Atwood Magazine Author Profile
Articles:
Emily Cross (Loma) Interview
Emily Cross was explaining her podcast, What I’m Looking At, and how fellow bandmates Dan Duszynski and Jonathan Meiburg had sampled their lead singer’s own voice on a forbidding piece titled “Thorn.” The track serves as a holotype for the rest of the record; a Gregorian, chamber, electroacoustic piece inflecting an abandoned manse and an enchanted rose. Cross sings of an undertow and one prowls the lower frequencies, threatening to pull audiences under. The sonic is not drastically from their folktronica debut, but key instrumentation is different.
There are some common threads: there are no concerns for whether music is too experimental for audiences and they share a love for the weird and bizarre sounds. Which explains a good deal about Don’t Shy Away. Loma may not qualify for popular, they certainly qualify for alternative. The focus is on something good no matter the orthodoxy. Cross, Duszynski and Meiburg evade traditional or stylistic hang-ups by understanding the fluid nature of their partnership and the fundamental schemes of their sonic: spare and sparse arrangements. A tension strung tight, a vocal note running meter-by-meter, Loma unveil their synthetic compound of interests in electronica, folk, chamber, et al, taut yet light, vulnerable yet guarded. Is this chambertronica? Or is that just electroacoustic? And is this world beat, or can we just call it alternative folk? From Duszynski’s standpoint “Genre is so loosely defined in 2020, especially when all the music ever made is available to anyone at any time.”Don’t Shy Away doesn’t simply refine the theory that was the first long-player, but makes for an appendix; an essay on principles translating between whole genres and philosophies. A sort of Jeet Kune Do for the electroacoustic artist.
Written for Atwood Magazine (.com)
Yves Tumor’s Heaven to a Tortured Mind Review
As soulful as it is pagan, as glamorous as it is smut, read enough Pitchfork and you might question everything one thought they knew about Heaven to a Tortured Mind on first listen; but being only a contextual listener, the listening experience revealed no direct krautrock or Britpop imagery.
If there were, it was filtered through one of the record’s clear theatrical forebears: David Bowie. If there is krautrock involved in this record, then I would have heard it as some contemporary companion to Heroes or Low. If there were Britpop, then ample references to Blur’s nineties œuvre would appear like rubbish in the modern world of this review.

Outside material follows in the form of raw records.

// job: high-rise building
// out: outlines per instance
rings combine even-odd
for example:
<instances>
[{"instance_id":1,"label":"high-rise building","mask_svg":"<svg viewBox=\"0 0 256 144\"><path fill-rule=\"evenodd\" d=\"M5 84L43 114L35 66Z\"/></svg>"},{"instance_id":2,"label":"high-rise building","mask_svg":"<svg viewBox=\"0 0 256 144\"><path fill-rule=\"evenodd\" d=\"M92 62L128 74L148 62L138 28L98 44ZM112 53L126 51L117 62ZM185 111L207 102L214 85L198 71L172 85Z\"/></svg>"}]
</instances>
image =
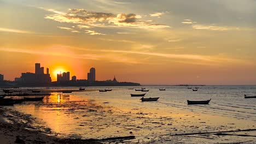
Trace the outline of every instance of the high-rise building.
<instances>
[{"instance_id":1,"label":"high-rise building","mask_svg":"<svg viewBox=\"0 0 256 144\"><path fill-rule=\"evenodd\" d=\"M3 75L0 74L0 82L3 82L3 81L4 81Z\"/></svg>"},{"instance_id":2,"label":"high-rise building","mask_svg":"<svg viewBox=\"0 0 256 144\"><path fill-rule=\"evenodd\" d=\"M96 80L95 68L91 68L90 73L87 74L87 79L90 81L95 81Z\"/></svg>"},{"instance_id":3,"label":"high-rise building","mask_svg":"<svg viewBox=\"0 0 256 144\"><path fill-rule=\"evenodd\" d=\"M34 73L36 74L39 74L40 73L40 63L36 63L34 64L35 70Z\"/></svg>"},{"instance_id":4,"label":"high-rise building","mask_svg":"<svg viewBox=\"0 0 256 144\"><path fill-rule=\"evenodd\" d=\"M74 75L73 76L72 76L72 81L74 81L74 82L77 81L77 76L75 76Z\"/></svg>"},{"instance_id":5,"label":"high-rise building","mask_svg":"<svg viewBox=\"0 0 256 144\"><path fill-rule=\"evenodd\" d=\"M60 72L60 73L57 74L57 82L60 82L62 79L62 74L61 73L61 72Z\"/></svg>"},{"instance_id":6,"label":"high-rise building","mask_svg":"<svg viewBox=\"0 0 256 144\"><path fill-rule=\"evenodd\" d=\"M70 72L68 71L67 72L67 81L70 81Z\"/></svg>"}]
</instances>

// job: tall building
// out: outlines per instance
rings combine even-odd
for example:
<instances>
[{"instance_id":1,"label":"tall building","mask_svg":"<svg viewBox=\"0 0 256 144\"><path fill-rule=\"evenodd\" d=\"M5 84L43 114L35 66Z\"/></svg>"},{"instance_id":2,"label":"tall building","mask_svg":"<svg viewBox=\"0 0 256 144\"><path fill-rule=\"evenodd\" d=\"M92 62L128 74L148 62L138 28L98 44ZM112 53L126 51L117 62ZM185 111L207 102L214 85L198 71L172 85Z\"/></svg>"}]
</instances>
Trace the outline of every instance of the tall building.
<instances>
[{"instance_id":1,"label":"tall building","mask_svg":"<svg viewBox=\"0 0 256 144\"><path fill-rule=\"evenodd\" d=\"M34 73L37 74L39 74L40 73L40 63L35 63L34 64L35 70Z\"/></svg>"},{"instance_id":2,"label":"tall building","mask_svg":"<svg viewBox=\"0 0 256 144\"><path fill-rule=\"evenodd\" d=\"M73 76L72 76L72 81L74 81L74 82L77 81L77 76L75 76L74 75Z\"/></svg>"},{"instance_id":3,"label":"tall building","mask_svg":"<svg viewBox=\"0 0 256 144\"><path fill-rule=\"evenodd\" d=\"M67 81L70 81L70 72L68 71L67 72Z\"/></svg>"},{"instance_id":4,"label":"tall building","mask_svg":"<svg viewBox=\"0 0 256 144\"><path fill-rule=\"evenodd\" d=\"M0 74L0 82L3 82L3 81L4 81L3 75Z\"/></svg>"},{"instance_id":5,"label":"tall building","mask_svg":"<svg viewBox=\"0 0 256 144\"><path fill-rule=\"evenodd\" d=\"M57 74L57 82L60 82L62 79L62 74L61 71L60 73Z\"/></svg>"},{"instance_id":6,"label":"tall building","mask_svg":"<svg viewBox=\"0 0 256 144\"><path fill-rule=\"evenodd\" d=\"M90 81L95 81L96 74L95 74L95 68L91 68L90 69L90 73L87 74L87 79Z\"/></svg>"}]
</instances>

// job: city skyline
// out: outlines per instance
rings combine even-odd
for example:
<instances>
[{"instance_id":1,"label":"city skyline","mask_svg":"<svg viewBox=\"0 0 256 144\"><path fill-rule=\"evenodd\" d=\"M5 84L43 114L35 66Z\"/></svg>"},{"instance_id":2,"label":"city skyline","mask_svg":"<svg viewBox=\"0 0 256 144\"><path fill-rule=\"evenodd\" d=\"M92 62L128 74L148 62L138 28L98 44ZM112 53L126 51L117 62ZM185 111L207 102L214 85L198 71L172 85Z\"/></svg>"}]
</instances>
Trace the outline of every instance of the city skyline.
<instances>
[{"instance_id":1,"label":"city skyline","mask_svg":"<svg viewBox=\"0 0 256 144\"><path fill-rule=\"evenodd\" d=\"M0 0L0 8L5 80L41 62L53 81L60 70L86 79L95 67L99 81L256 85L254 1Z\"/></svg>"}]
</instances>

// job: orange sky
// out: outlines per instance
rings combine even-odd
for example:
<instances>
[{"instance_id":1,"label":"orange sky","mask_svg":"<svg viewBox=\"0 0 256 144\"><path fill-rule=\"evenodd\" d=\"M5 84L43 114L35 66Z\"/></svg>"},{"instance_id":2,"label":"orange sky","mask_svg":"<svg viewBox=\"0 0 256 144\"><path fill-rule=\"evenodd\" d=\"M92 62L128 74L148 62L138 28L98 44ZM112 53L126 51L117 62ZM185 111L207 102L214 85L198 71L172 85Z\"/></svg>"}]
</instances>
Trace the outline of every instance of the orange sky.
<instances>
[{"instance_id":1,"label":"orange sky","mask_svg":"<svg viewBox=\"0 0 256 144\"><path fill-rule=\"evenodd\" d=\"M40 63L53 81L94 67L97 80L256 85L255 3L149 1L1 1L0 74Z\"/></svg>"}]
</instances>

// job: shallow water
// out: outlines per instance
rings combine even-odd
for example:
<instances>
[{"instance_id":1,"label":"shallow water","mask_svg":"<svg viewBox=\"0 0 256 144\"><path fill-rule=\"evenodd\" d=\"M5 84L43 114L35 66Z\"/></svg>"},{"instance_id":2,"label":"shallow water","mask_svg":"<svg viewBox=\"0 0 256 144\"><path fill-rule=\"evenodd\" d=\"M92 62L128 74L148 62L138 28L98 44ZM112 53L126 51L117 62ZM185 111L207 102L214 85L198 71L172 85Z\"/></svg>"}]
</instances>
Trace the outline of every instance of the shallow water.
<instances>
[{"instance_id":1,"label":"shallow water","mask_svg":"<svg viewBox=\"0 0 256 144\"><path fill-rule=\"evenodd\" d=\"M129 88L140 87L92 87L87 89L113 90L53 93L43 102L26 102L16 105L15 109L41 119L60 136L102 139L134 135L139 142L161 139L167 141L163 136L173 133L253 128L256 124L256 99L243 97L244 94L255 95L255 86L200 86L197 92L185 86L146 86L150 90L145 98L160 97L152 102L141 102L140 97L130 97L131 93L143 92ZM160 91L159 88L166 91ZM187 104L187 100L210 98L209 105ZM227 137L223 140L238 140ZM187 140L196 140L196 143L198 139L201 141L194 137L187 137Z\"/></svg>"}]
</instances>

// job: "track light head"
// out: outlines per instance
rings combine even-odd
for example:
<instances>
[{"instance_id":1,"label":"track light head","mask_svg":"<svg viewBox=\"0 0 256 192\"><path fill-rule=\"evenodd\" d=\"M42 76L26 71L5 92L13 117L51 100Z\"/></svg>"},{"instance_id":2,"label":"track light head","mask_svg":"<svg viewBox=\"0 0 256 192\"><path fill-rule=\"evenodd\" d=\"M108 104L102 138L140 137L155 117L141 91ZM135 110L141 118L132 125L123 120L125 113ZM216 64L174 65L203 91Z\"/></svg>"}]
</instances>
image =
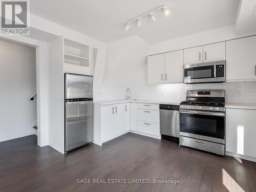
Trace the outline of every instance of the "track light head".
<instances>
[{"instance_id":1,"label":"track light head","mask_svg":"<svg viewBox=\"0 0 256 192\"><path fill-rule=\"evenodd\" d=\"M126 23L126 25L124 28L125 31L128 31L131 27L131 24L130 23Z\"/></svg>"},{"instance_id":2,"label":"track light head","mask_svg":"<svg viewBox=\"0 0 256 192\"><path fill-rule=\"evenodd\" d=\"M154 16L154 13L150 13L149 16L152 23L154 23L156 21L156 17L155 17L155 16Z\"/></svg>"},{"instance_id":3,"label":"track light head","mask_svg":"<svg viewBox=\"0 0 256 192\"><path fill-rule=\"evenodd\" d=\"M138 18L137 19L137 26L138 27L141 27L141 19L140 18Z\"/></svg>"},{"instance_id":4,"label":"track light head","mask_svg":"<svg viewBox=\"0 0 256 192\"><path fill-rule=\"evenodd\" d=\"M169 9L168 9L167 5L164 6L162 10L163 10L163 13L164 13L164 15L165 16L168 16L170 14L170 11L169 10Z\"/></svg>"}]
</instances>

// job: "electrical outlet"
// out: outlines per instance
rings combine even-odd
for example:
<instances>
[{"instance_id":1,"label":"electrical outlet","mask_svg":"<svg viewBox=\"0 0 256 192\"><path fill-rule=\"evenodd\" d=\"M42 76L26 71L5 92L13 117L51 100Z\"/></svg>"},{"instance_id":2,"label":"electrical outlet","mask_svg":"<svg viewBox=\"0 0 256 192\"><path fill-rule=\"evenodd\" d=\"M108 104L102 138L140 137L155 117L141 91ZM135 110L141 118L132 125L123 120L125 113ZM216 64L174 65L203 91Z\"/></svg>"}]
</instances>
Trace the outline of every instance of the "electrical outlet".
<instances>
[{"instance_id":1,"label":"electrical outlet","mask_svg":"<svg viewBox=\"0 0 256 192\"><path fill-rule=\"evenodd\" d=\"M240 96L240 95L241 95L241 90L238 90L237 92L237 96Z\"/></svg>"}]
</instances>

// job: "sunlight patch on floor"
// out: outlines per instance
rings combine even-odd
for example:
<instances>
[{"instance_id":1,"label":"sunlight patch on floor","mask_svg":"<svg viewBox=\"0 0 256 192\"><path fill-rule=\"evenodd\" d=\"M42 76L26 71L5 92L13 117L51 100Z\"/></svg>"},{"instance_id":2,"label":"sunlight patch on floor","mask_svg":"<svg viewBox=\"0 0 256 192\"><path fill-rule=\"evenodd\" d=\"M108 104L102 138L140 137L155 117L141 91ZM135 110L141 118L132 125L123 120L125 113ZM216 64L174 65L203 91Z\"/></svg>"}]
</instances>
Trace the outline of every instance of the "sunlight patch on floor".
<instances>
[{"instance_id":1,"label":"sunlight patch on floor","mask_svg":"<svg viewBox=\"0 0 256 192\"><path fill-rule=\"evenodd\" d=\"M225 169L222 168L222 184L229 191L243 191L244 190L236 182Z\"/></svg>"},{"instance_id":2,"label":"sunlight patch on floor","mask_svg":"<svg viewBox=\"0 0 256 192\"><path fill-rule=\"evenodd\" d=\"M238 158L237 157L234 157L234 159L241 164L243 164L243 162L242 162L242 160L241 159Z\"/></svg>"}]
</instances>

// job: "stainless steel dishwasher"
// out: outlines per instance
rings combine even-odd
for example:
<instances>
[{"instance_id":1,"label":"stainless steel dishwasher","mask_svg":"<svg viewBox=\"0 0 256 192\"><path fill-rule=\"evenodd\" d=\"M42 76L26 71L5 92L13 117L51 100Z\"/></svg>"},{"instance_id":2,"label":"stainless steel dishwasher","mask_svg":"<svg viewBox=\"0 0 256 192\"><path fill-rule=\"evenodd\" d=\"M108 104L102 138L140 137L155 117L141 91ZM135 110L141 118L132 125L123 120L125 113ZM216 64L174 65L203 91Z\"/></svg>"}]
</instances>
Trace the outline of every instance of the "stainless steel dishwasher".
<instances>
[{"instance_id":1,"label":"stainless steel dishwasher","mask_svg":"<svg viewBox=\"0 0 256 192\"><path fill-rule=\"evenodd\" d=\"M159 108L160 134L162 134L162 138L179 142L180 106L160 104Z\"/></svg>"}]
</instances>

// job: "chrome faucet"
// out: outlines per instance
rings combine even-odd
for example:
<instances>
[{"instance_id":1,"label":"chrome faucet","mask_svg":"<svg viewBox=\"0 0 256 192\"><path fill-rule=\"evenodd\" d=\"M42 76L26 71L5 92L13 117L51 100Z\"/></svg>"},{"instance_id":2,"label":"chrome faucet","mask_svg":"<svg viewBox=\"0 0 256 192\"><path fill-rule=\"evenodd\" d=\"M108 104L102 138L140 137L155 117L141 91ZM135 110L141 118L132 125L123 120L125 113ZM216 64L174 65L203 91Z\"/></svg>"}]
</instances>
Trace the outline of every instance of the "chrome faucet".
<instances>
[{"instance_id":1,"label":"chrome faucet","mask_svg":"<svg viewBox=\"0 0 256 192\"><path fill-rule=\"evenodd\" d=\"M131 98L131 90L130 90L129 88L127 88L126 93L127 93L126 99L130 99Z\"/></svg>"}]
</instances>

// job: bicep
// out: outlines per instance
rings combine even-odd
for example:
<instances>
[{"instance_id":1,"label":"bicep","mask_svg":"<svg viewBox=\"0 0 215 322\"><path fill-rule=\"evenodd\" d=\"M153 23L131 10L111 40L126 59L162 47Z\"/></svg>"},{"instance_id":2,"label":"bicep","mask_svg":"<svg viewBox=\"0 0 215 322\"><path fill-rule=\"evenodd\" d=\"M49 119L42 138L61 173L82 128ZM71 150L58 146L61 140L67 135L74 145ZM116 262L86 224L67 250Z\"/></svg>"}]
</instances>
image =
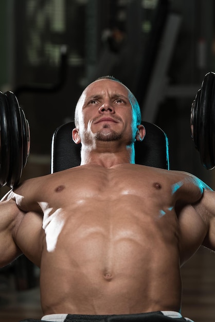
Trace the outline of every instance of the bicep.
<instances>
[{"instance_id":1,"label":"bicep","mask_svg":"<svg viewBox=\"0 0 215 322\"><path fill-rule=\"evenodd\" d=\"M191 205L177 209L181 263L191 257L202 244L208 231L206 223Z\"/></svg>"},{"instance_id":2,"label":"bicep","mask_svg":"<svg viewBox=\"0 0 215 322\"><path fill-rule=\"evenodd\" d=\"M206 223L208 230L203 244L215 251L215 192L205 191L199 204L196 206L196 211L200 213Z\"/></svg>"},{"instance_id":3,"label":"bicep","mask_svg":"<svg viewBox=\"0 0 215 322\"><path fill-rule=\"evenodd\" d=\"M14 236L23 216L13 201L0 203L0 267L10 263L22 254Z\"/></svg>"}]
</instances>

Yet, Tumor is such a Heinz-57 of musical style it’s hard not to see something in everything they do. On the surface, “Folie Imposée” even implicates a lyrical rhythm to The Cure’s “Friday (I’m in Love). The anarchic “Identity Trade” implies a relation to the New York Dolls’ fustian “Personality Crisis.” Far from being some effort to sound like the New York Dolls or the Cure, however, Tumor’s lyrics and funk musicality constitute images of romantically-incensed ego dissolution, while tracks such as “Hasdallen Lights” and “Folie Imposée” impress a Macintosh Plus vaporwave dialect.
Written for Atwood Magazine (.com)
Post Animal Interview
Perhaps the first thought that comes to mind when listening to Forward Motion Godyssey is “what the hell does that title even mean?” But perhaps the right word to describe Post Animal’s sophomore record is majestic. Another is space. Combine the two and voila, the record can be described as a majestic space.
More so than When I Think of You in a Castle, this record (released February 14, 2020 via Polyvinyl Records) unfurls like the tapestry within the psychedelic rock band’s newly minted, cosmic chateau. Recorded in a cabin in Big Sky, Montana, Dalton Allison, Matt Williams, Javi Reyes, Jake Hirshland, Wesley Toledo, and collaborator Adam Thein found new creative life in inverting their traditional sound for new themes and threading more intricate synths to old-fashioned riff work. From the opening scrawl of “Your Life Away” to the last notes of “Sifting,” Post Animal has moved from the terrestrial party to the comet-bound caravanserai of the mind; an album made for transitions and finding oneself in the space of psychedelia rather than losing oneself.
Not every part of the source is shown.